Rate of Covid transmission remains steady but pockets of hope start to emerge across UK

The rate of coronavirus transmission remains steady throughout the UK, the latest figures show – though there is early evidence to suggest that some of the hardest-hit regions, including London and southeast England, have begun to turn a corner in suppressing the virus.

The number of daily infections, hospitalisations and deaths across Britain remain at record high levels, with cases breaching the 50,000 mark for the first time this week.

A further 1,280 people have also died after testing positive for Covid-19, the government said on Friday, bringing the national total to 87,295.

The global death toll passed 2 million since the start of the pandemic, according to figures from John Hopkins University in the USA. The highest national fatality level was in the US, with almost 390,000 deaths, followed by Brazil and India with around 200,000 and 150,000 respectively.

As the NHS continues to strain under the growing weight of the current wave, scientists have predicted that its peak is unlikely to be reached until the end of January – at which point many hospitals in England may have been overwhelmed by Covid-19.

With the infection widely seeded across the UK population, the R rate for transmission has been narrowed to between 1.2 and 1.3, the government’s Scientific Advisory Group for Emergencies (Sage) said.

This means that for every 10 people infected with the virus it will be passed to another 12 or 13 people.

The figure, which is based on data up to 11 January, is in line with last week’s estimated R rate of between 1 and 1.4.

The pathogen’s daily growth rate, provided by the Scientific Pandemic Influenza Group on Modelling (SPI-M), a sub-group of Sage, stands at between 2 and 5 per cent for UK.

However, separate modelling by researchers at the University of Cambridge has suggested that the rate of transmission has fallen to as low as 0.6 in London and the southeast.

The Medical Research Council (MRC) Biostatistics Unit Covid-19 working group estimated that 60,200 new infections are occurring on a daily basis in England.

“The growth rate for England is now estimated to be -0.02 per day,” the Cambridge researchers. “This means that, nationally, the number of infections is declining but with a high degree of regional variation.

“Infections are still increasing in the southwest and northeast, whilst plateauing in the West Midlands and East Midlands.”

Explaining the variation in the estimates, Graham Medley, a professor of infectious disease modelling at the London School of Hygiene and Tropical Medicine, said that “different models have different data streams and combine them in different ways.

“None of them are ‘wrong’ – they are just different views of the same process.”

Despite these hopeful estimates, there has been no easing of pressure on the NHS, with Professor Chief Whitty, England’s chief medical officer, predicting that hospitalisations will continue to rise into next week.

According to the latest Public Health England surveillance report, thousands of people are being admitted to hospitals and intensive care units on a daily basis.

As of 13 January, 37,282 people were in hospital with Covid-19, while 4,262 people alone were admitted two days prior.

And around one in five major hospital trusts in England had no spare adult critical care beds on 10 January, NHS England data show.
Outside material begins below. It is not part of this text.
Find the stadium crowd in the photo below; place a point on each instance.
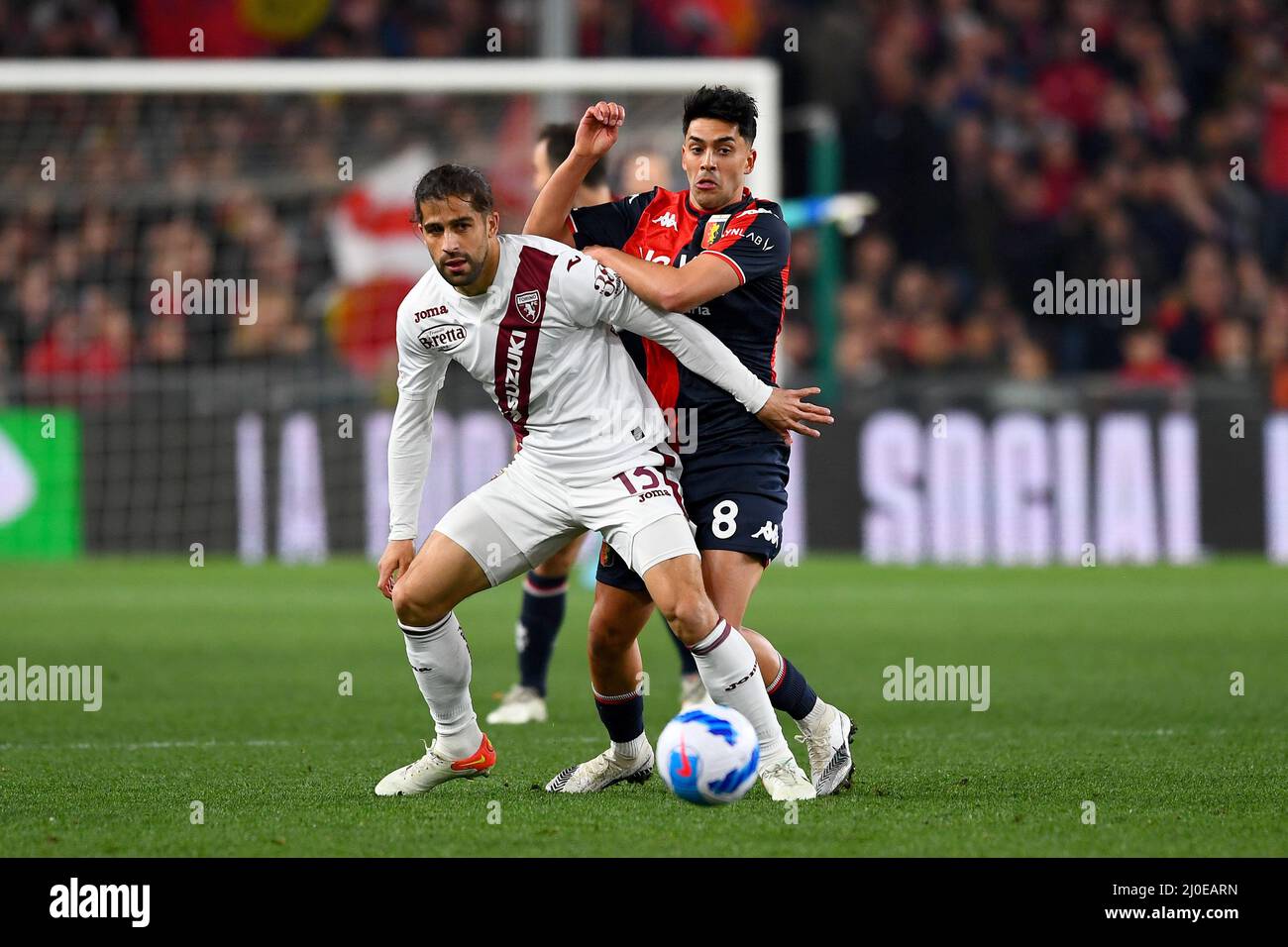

“There are still a lot of people in the UK becoming infected,” said Professor James Naismith, director of the Rosalind Franklin Institute. “Some of these people will get sick, of those who get sick some will end up in hospital and of those who end up in hospital some will die.

“The spread of the virus in London has slowed, the number of new cases each day has reduced. This will reduce the pressure on the hospitals in time. Even if we have passed the peak number of new admissions, stability only comes when more people who have recovered from Covid-19 leave hospital than newly infected people enter hospital. We are not there yet.

“The national lockdown is working in that rate of increase in the virus is slowing across the UK but we have to redouble our efforts on social distancing and hygiene. The virus is far from beaten.”

The latest estimates come as the government said scientists at the Porton Down research facility were investigating the new Brazilian variant of the virus, called P1.

Professor Wendy Barclay, head of G2P-UK National Virology Consortium, a new project set up to study the effects of emerging coronavirus mutations, said the variant has not yet been detected in the UK – though an older form of the virus, which is believed to have also emerged in Brazil, has been identified by British scientists.

Amid rising concern over these two variants – along with the South African form – the government has said it will close all travel corridors from Monday morning, and that anyone who wishes to travel to the UK must have proof of a negative Covid-19 test in the previous 72 hours.

It also announced 3.3 million people in the UK have now received a first Covid-19 vaccine dose – equating to almost one in 20.

Boris Johnson said nearly 45 per cent of over-80s had been vaccinated, and almost 40 per cent of care home residents. “We are steadily protecting those most at risk,” the prime minister said on Friday evening.

Chief scientific adviser Sir Patrick Vallance said he thinks “it’s likely the vaccine we have now is going to protect against the UK variant and is going to provide protection against the other variants as well” but efficacy may change.